Execute promises map sequentially

Question

I have written a function that is being called in a loop (map) and that function is using promises. Now, I want that function to run synchronously and exit before its next i

Answer 1

The problem with your current code is that Promise.prototype.map, like forEach, does not wait for asynchronous functions called inside it to complete. (No asynchronous call will ever be waited for unless you tell the interpreter to do so explicitly with await or .then)

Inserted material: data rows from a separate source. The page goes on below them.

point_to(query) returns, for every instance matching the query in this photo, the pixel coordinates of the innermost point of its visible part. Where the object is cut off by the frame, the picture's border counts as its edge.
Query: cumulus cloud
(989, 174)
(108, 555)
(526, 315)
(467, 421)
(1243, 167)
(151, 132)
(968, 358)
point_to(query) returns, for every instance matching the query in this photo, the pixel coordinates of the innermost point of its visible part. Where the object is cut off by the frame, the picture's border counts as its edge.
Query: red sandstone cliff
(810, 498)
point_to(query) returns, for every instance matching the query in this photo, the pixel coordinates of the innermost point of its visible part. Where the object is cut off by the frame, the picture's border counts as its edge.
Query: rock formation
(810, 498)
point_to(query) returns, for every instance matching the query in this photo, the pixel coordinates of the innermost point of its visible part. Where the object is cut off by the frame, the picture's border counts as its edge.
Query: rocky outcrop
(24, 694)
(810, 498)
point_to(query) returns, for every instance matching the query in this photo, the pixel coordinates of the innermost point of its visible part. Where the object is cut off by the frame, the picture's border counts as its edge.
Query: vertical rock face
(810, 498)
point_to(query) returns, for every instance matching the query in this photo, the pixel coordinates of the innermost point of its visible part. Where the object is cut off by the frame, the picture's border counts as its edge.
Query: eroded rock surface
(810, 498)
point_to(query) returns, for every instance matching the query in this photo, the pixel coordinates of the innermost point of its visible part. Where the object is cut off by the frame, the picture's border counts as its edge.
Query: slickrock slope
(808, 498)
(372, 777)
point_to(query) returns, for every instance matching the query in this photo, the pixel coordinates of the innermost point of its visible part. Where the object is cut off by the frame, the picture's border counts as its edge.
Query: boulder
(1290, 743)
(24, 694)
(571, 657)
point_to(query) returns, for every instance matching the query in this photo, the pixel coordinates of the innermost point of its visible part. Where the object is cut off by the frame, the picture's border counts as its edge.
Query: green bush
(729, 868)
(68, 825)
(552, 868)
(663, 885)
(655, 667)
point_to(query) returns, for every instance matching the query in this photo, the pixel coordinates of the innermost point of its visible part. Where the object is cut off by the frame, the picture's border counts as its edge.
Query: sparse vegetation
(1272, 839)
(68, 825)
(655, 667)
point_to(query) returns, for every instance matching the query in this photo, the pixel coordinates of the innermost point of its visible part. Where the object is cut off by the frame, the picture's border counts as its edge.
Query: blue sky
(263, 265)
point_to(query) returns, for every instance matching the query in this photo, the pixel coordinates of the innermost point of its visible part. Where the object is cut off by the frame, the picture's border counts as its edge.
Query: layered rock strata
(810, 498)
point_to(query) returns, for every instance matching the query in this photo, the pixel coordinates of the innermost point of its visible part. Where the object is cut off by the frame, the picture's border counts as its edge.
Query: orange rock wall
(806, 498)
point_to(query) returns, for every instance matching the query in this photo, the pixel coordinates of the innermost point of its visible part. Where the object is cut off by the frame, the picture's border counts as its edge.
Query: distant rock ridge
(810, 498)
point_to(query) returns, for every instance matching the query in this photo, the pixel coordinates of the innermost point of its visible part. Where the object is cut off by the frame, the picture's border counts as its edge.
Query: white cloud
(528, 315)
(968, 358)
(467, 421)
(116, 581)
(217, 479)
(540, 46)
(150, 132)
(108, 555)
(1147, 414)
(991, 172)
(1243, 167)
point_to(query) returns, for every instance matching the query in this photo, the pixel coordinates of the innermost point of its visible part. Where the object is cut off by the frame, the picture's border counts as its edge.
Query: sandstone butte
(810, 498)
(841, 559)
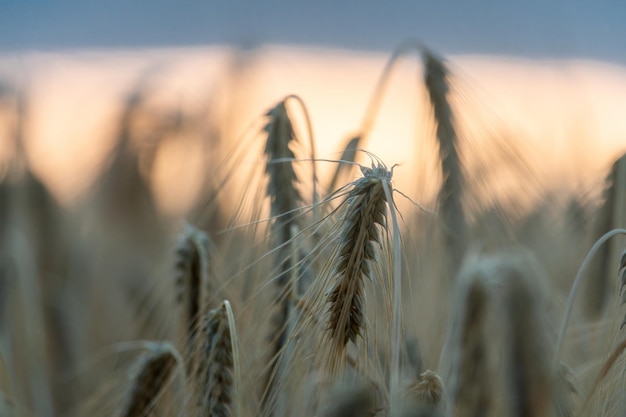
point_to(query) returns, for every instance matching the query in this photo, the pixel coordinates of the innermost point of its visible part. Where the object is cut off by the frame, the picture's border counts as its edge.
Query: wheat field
(296, 275)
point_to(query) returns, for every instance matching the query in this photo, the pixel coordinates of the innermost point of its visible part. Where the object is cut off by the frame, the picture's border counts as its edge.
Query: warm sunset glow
(566, 116)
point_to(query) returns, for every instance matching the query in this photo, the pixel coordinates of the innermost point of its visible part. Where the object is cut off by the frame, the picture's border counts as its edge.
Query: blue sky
(533, 28)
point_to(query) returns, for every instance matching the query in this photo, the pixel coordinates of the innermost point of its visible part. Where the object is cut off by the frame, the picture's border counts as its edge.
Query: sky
(543, 29)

Have t1 await each call of t2:

async function t1(){
  let arr1 = [1,2,3,4,5];
  const results = [];
  for (const val of arr1) {
    results.push(await t2(val));
  }
  return results;
}

Or if you want to use reduce instead of async/await:

const delay = () => new Promise(res => setTimeout(res, 500));
function t1(){
  let arr1 = [1,2,3,4,5];
  return arr1.reduce((lastProm, val) => lastProm.then(
    (resultArrSoFar) => t2(val)
      .then(result => [...resultArrSoFar, result])
  ), Promise.resolve([]));
}

function t2(event){
  return delay().then(() => {
    console.log('iter');
    return event;
  });
}

t1()
  .then(results => console.log('end t1', results));

Or, if you need the sequential functionality to be encapsulated in t2, then have t2 have a semi-persistent variable of the previous Promise it generated:

const delay = () => new Promise(res => setTimeout(res, 500));
const t1 = () => {
  return Promise.all([1, 2, 3, 4].map(t2));
};

const t2 = (() => {
  let lastProm = Promise.resolve();
  return (event) => {
    const nextProm = lastProm
      .catch(() => null) // you may or may not want to catch here
      .then(() => {
        // do something with event
        console.log('processing event');
        return delay().then(() => event);
      });
    lastProm = nextProm;
    return nextProm;
  };
})();

t1().then(results => console.log('t1 done', results));